WASHINGTON L'aventure a bien failli tourner court.

Le candidat Clinton avait promis de mettre en oeuvre un ambitieux programme de réforme d'un système de santé laissant trop d'Américains sur le carreau. Le président Clinton n'a pas oublié cette promesse. La First Lady en personne est même chargée de superviser cette ambitieuse réforme. Et pourtant, en septembre 94, les époux Clinton doivent s'avouer vaincus.

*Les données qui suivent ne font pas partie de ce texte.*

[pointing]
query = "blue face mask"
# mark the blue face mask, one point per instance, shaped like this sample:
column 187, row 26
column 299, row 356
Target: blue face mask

Le retour de bâton est terrible. En novembre, les républicains s'offrent une écrasante victoire lors des élections de mid-term. Ils prennent pour la première fois depuis 40 ans le contrôle de la Chambre et du Sénat. Maison-Blanche et Congrès se tancent. En décembre 1995, la guerre de tranchée débouche sur des hostilités ouvertes: les administrations doivent mettre la clé sous la porte en raison de l'impasse budgétaire opposant le président démocrate à la majorité républicaine. C'est à cette occasion que Bill Clinton croisera le regard de Monica Lewinsky.

A l'époque, plus personne ne misait sur les chances de Bill Clinton de remonter le courant. Et pourtant, il prouvera bien, deux ans plus tard, que son surnom de come-back kid n'est vraiment pas usurpé.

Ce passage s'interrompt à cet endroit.